Anyone who had consistently invested in the company over the years would likely have witnessed substantial growth in their investment portfolio.

Still, enthusiasm alone is not enough. Young investors must also understand risk.

Not every investment opportunity is genuine, and not every investment will deliver extraordinary returns like Seplat Energy Company. The rise of fraudulent schemes disguised as investment platforms continues to pose serious risks to unsuspecting young Africans. Platforms promising unrealistic returns within impossibly short periods should immediately raise suspicion. Genuine investments typically grow steadily over time; they are rarely overnight miracles.

This is why financial literacy and proper research remain extremely important.

Before investing, young people must thoroughly research available opportunities and understand the companies or platforms they intend to invest in. They should also learn important principles such as diversification, risk tolerance, compound growth, and long-term planning.

Diversification simply means spreading investments across different assets rather than putting all your money into one option. Compound growth refers to earning returns on previous returns over time, which remains one of the strongest forces in wealth creation. Above all, patience is critical because meaningful investment growth usually happens gradually and not overnight.

The stock market rises and falls. Economic conditions change. Markets experience volatility. Successful investing is not about panic or emotional decision-making; it is about maintaining perspective and focusing on long-term goals.

African youths must also begin to see investing as part of personal development rather than an activity reserved solely for financial experts. Understanding money today is just as important as understanding technology or communication skills in the modern economy. 

Investment in the Future Starts Today

The economic future of Africa will largely be shaped by its youthful population. With one of the youngest populations in the world, the continent possesses enormous potential for innovation, entrepreneurship, and financial growth. However, this potential can only translate into prosperity if young people have the resources, knowledge, and discipline to build healthier financial habits.

Salaries and side hustles alone are no longer enough to guarantee financial stability. Strategic investments across various financial platforms can gradually provide the protection, opportunities, and independence that secure the future of young Africans. Therefore, conversations around money must increasingly move toward ownership, investment, and wealth creation.

Ultimately, the journey into investing does not require perfection. It simply requires a willingness to start learning and the discipline to remain consistent. A young African does not need to become wealthy before investing; rather, investing itself can become one of the pathways toward financial security, and the best time to start that journey is now.

In an article on CNBC, Ryan Ermey shares a story about Warren Buffett’s concept of investment. He notes that back in 1999, at Berkshire’s annual meeting, Buffett fielded a question from a shareholder on how to make $30 billion, Buffett’s approximate net worth at the time.

“Start young,” Buffett said, with a chuckle.

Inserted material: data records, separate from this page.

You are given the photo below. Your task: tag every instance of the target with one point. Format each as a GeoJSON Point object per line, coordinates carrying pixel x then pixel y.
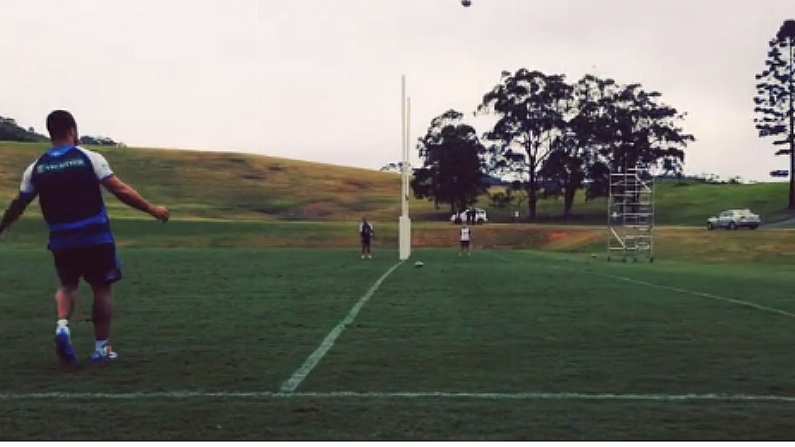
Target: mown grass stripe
{"type": "Point", "coordinates": [527, 396]}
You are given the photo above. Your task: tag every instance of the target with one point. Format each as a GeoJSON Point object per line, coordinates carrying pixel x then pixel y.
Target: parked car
{"type": "Point", "coordinates": [734, 219]}
{"type": "Point", "coordinates": [480, 216]}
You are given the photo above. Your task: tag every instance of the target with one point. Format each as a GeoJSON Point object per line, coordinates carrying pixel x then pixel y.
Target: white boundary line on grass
{"type": "Point", "coordinates": [711, 296]}
{"type": "Point", "coordinates": [301, 373]}
{"type": "Point", "coordinates": [183, 395]}
{"type": "Point", "coordinates": [698, 294]}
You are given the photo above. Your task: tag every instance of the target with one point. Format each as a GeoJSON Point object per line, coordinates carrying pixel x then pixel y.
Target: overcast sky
{"type": "Point", "coordinates": [320, 79]}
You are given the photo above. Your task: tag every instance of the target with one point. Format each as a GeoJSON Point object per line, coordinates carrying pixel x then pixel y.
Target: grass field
{"type": "Point", "coordinates": [239, 186]}
{"type": "Point", "coordinates": [211, 321]}
{"type": "Point", "coordinates": [250, 316]}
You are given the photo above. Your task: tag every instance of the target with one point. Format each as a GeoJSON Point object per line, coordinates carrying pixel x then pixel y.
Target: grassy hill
{"type": "Point", "coordinates": [213, 185]}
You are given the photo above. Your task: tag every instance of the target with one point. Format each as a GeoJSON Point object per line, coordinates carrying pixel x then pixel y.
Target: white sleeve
{"type": "Point", "coordinates": [26, 187]}
{"type": "Point", "coordinates": [101, 166]}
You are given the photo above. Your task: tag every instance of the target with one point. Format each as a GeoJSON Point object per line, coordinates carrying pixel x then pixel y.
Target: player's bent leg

We started building this little snowball on top of a very long hill,” he added. “So we started at a very early age in rolling the snowball down, and of course … the nature of compound interest is that it behaves like a snowball.”

Compounding interest is the phenomenon by which you earn a return on your principal, and then on your principal plus your earnings, and so on and so on, which investing pros often describe as “magic.”

And the “trick” to building a big snowball, Buffett said, is “to have a very long hill, which means either starting very young or living to be very old.”

So there is no better time for young Africans to start investing than now.

Stocks, shares, and money market investments are no longer strange concepts meant only for economists or financial institutions. They are practical financial tools capable of helping ordinary young Africans transition from merely earning income to building lasting wealth.